Other top features, such as Rally, encourage fans to make predictions in real-time for a chance at scoring awards and cash prizes. Although still in the development stages, the app has already seen impressive user adoption in the 35 and younger demographic.
“Computing data and analytics is one of the core cultural elements in baseball,” Marinak told FOX Business. “What we’re seeing today is just the further manifestation of that trend and the utilization of the latest and greatest technology to make sure we’re staying on the cutting edge.”
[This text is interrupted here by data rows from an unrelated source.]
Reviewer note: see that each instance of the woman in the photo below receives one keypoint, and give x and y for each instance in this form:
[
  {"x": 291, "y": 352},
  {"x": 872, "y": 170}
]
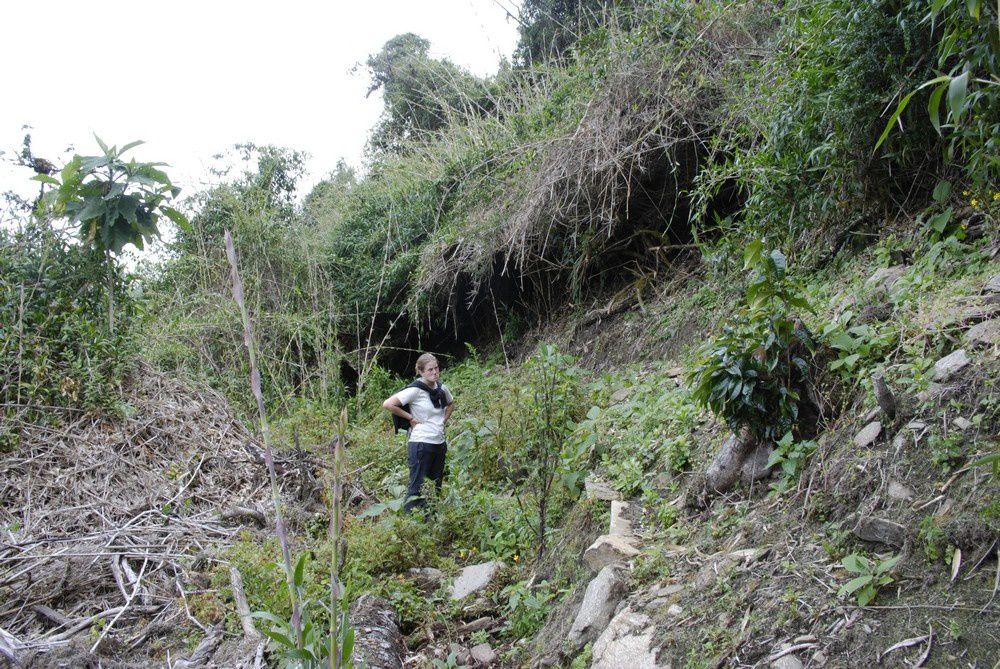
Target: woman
[{"x": 427, "y": 405}]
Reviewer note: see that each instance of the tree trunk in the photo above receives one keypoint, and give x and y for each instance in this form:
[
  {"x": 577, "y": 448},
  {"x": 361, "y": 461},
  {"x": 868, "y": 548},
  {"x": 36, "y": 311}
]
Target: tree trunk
[{"x": 727, "y": 466}]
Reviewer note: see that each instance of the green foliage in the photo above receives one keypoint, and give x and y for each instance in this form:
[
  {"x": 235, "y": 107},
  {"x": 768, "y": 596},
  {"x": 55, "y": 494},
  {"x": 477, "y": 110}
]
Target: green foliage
[
  {"x": 420, "y": 93},
  {"x": 799, "y": 125},
  {"x": 872, "y": 575},
  {"x": 527, "y": 607},
  {"x": 549, "y": 28},
  {"x": 196, "y": 326},
  {"x": 114, "y": 202},
  {"x": 947, "y": 450},
  {"x": 54, "y": 350},
  {"x": 792, "y": 456},
  {"x": 964, "y": 99},
  {"x": 749, "y": 375},
  {"x": 858, "y": 347},
  {"x": 547, "y": 410},
  {"x": 933, "y": 538}
]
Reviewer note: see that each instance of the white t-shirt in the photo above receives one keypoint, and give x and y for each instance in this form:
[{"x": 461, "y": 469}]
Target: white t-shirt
[{"x": 430, "y": 429}]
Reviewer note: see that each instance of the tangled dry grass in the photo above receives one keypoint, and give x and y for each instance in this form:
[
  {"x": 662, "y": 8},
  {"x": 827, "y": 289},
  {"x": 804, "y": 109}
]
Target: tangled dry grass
[
  {"x": 610, "y": 191},
  {"x": 107, "y": 523}
]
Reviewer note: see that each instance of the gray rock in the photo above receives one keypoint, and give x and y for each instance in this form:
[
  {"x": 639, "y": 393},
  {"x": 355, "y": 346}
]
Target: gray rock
[
  {"x": 609, "y": 550},
  {"x": 483, "y": 654},
  {"x": 787, "y": 662},
  {"x": 951, "y": 364},
  {"x": 977, "y": 313},
  {"x": 377, "y": 640},
  {"x": 626, "y": 643},
  {"x": 599, "y": 603},
  {"x": 984, "y": 335},
  {"x": 901, "y": 492},
  {"x": 755, "y": 466},
  {"x": 620, "y": 395},
  {"x": 426, "y": 578},
  {"x": 620, "y": 526},
  {"x": 473, "y": 579},
  {"x": 962, "y": 423},
  {"x": 885, "y": 277},
  {"x": 595, "y": 488},
  {"x": 879, "y": 530},
  {"x": 868, "y": 434}
]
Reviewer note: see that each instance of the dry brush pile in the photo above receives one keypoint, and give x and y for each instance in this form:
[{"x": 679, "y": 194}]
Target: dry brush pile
[
  {"x": 604, "y": 197},
  {"x": 110, "y": 525}
]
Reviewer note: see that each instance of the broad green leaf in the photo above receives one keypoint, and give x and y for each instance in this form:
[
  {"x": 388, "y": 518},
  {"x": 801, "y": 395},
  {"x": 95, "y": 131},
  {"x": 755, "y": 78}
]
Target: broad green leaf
[
  {"x": 300, "y": 568},
  {"x": 956, "y": 95},
  {"x": 942, "y": 191},
  {"x": 131, "y": 145},
  {"x": 856, "y": 563},
  {"x": 901, "y": 107},
  {"x": 866, "y": 595},
  {"x": 779, "y": 261},
  {"x": 347, "y": 652},
  {"x": 934, "y": 106},
  {"x": 278, "y": 637},
  {"x": 299, "y": 654},
  {"x": 267, "y": 615},
  {"x": 887, "y": 565},
  {"x": 100, "y": 143},
  {"x": 752, "y": 253},
  {"x": 854, "y": 584}
]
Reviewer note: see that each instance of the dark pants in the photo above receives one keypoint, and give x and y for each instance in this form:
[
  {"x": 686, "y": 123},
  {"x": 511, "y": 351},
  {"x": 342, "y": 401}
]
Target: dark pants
[{"x": 426, "y": 461}]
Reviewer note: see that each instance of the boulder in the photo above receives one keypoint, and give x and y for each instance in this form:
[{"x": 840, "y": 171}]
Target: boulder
[
  {"x": 473, "y": 579},
  {"x": 620, "y": 526},
  {"x": 901, "y": 492},
  {"x": 626, "y": 643},
  {"x": 868, "y": 434},
  {"x": 595, "y": 488},
  {"x": 426, "y": 578},
  {"x": 609, "y": 550},
  {"x": 483, "y": 654},
  {"x": 787, "y": 662},
  {"x": 984, "y": 335},
  {"x": 880, "y": 530},
  {"x": 620, "y": 395},
  {"x": 951, "y": 364},
  {"x": 601, "y": 599}
]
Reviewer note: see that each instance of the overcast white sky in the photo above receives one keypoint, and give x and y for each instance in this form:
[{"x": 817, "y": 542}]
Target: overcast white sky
[{"x": 193, "y": 78}]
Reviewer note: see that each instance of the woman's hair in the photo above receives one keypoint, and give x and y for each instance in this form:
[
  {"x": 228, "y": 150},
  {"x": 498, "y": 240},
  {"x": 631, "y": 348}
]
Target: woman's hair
[{"x": 423, "y": 361}]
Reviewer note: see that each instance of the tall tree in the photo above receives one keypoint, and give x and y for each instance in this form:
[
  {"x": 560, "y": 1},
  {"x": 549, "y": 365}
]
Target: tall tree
[{"x": 420, "y": 92}]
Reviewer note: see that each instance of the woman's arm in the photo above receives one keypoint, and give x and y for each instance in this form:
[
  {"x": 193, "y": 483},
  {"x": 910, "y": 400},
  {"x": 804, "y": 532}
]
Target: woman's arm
[{"x": 394, "y": 406}]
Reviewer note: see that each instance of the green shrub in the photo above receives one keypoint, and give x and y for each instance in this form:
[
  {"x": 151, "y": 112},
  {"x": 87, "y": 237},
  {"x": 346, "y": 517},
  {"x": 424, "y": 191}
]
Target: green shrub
[
  {"x": 55, "y": 346},
  {"x": 751, "y": 373}
]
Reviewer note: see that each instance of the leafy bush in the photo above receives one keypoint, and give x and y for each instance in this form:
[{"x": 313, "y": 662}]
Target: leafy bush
[
  {"x": 55, "y": 347},
  {"x": 750, "y": 374},
  {"x": 872, "y": 575}
]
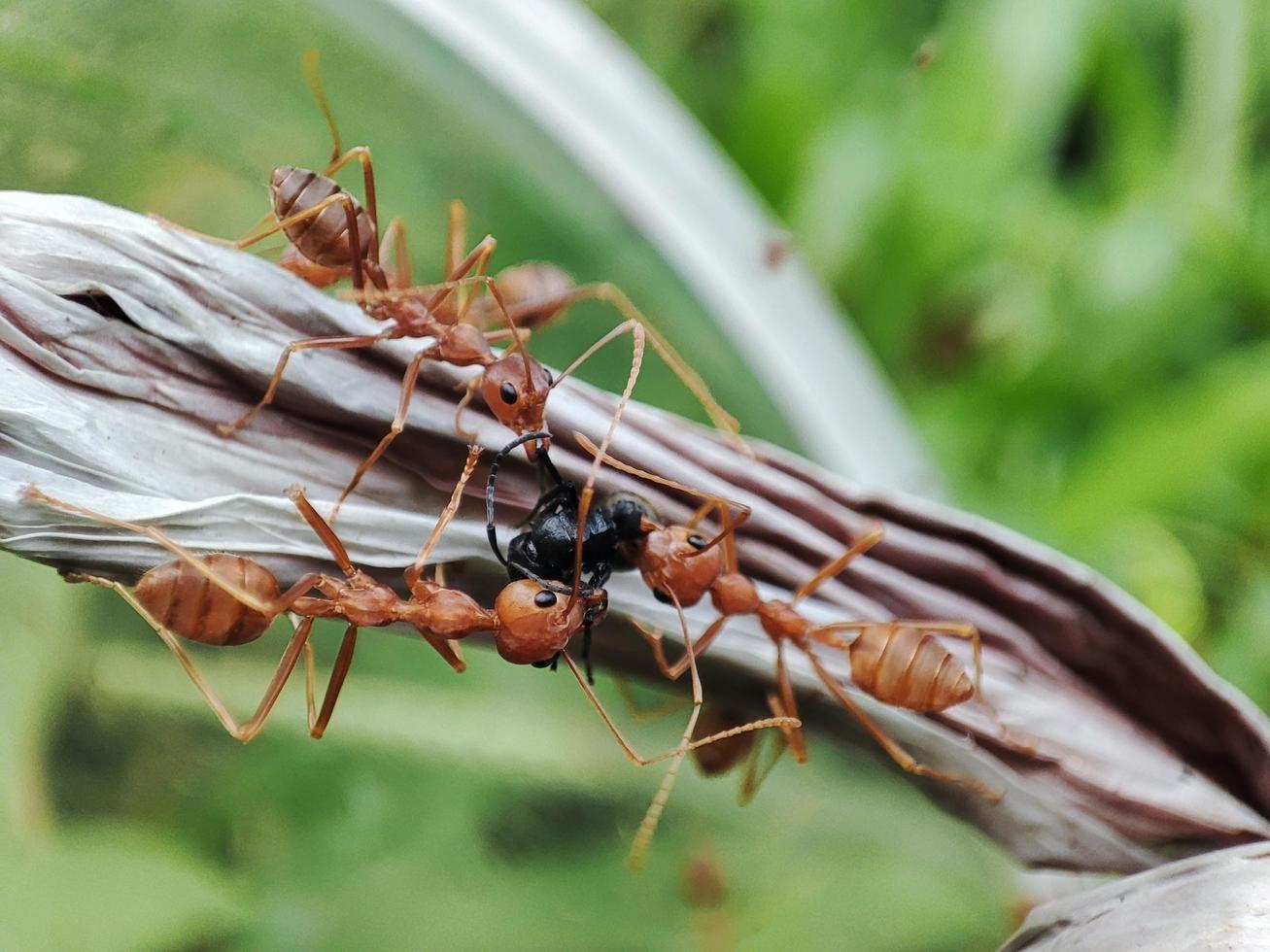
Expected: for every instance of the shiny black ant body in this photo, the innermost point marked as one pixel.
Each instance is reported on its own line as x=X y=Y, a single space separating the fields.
x=546 y=550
Another highly anticipated improvement in tech this season is Hawk-Eye tracking, which Marinak considers one of the most exciting additions to date. Hawk-Eye works with Google’s Statcast to create virtual 3D representations, mimicking the quality of a video game when tracking a player’s movements and ball trajectory.
Hawk-Eye’s system includes more than 15 camera angles and Lidar technology, which has revolutionized the quality and accuracy of data MLB is able to collect. James Japhet, the operating manager of Hawk-Eye Innovations, told FOX Business that a shortened, 60-game series won’t impact the successful implementation of the system.
“The success of data lies in both accuracy and volume, with accuracy being the most important,” he said. “The coronavirus won’t change that.”
Baseball’s technological advancements will see changes in regards to player accountability and performance off of the field as well. The unpredictable nature of games this season, coupled with sporadic cancellations, will lead players to rely on data and analytics more than ever to track progress.
Features such as BaseballCloud's BallR, which has been utilized by a number of MLB teams this season, transforms complex data points into user-friendly products that help players track development even in the event of canceled games.
BallR employs the use of a three-dimensional baseball model that allows players the ability to track both hand placement and release metrics from the comfort of their homes. BaseballCloud CEO Kevin Davidson says that the shortened season has only exacerbated the need for players to understand the data impacting their performance.
“Organizations are searching for solutions like never before in order to cut down on time spent analyzing why a player isn't at their peak performance," Davidson told FOX Business. "They can't afford to have pitchers struggle multiple outings in a row."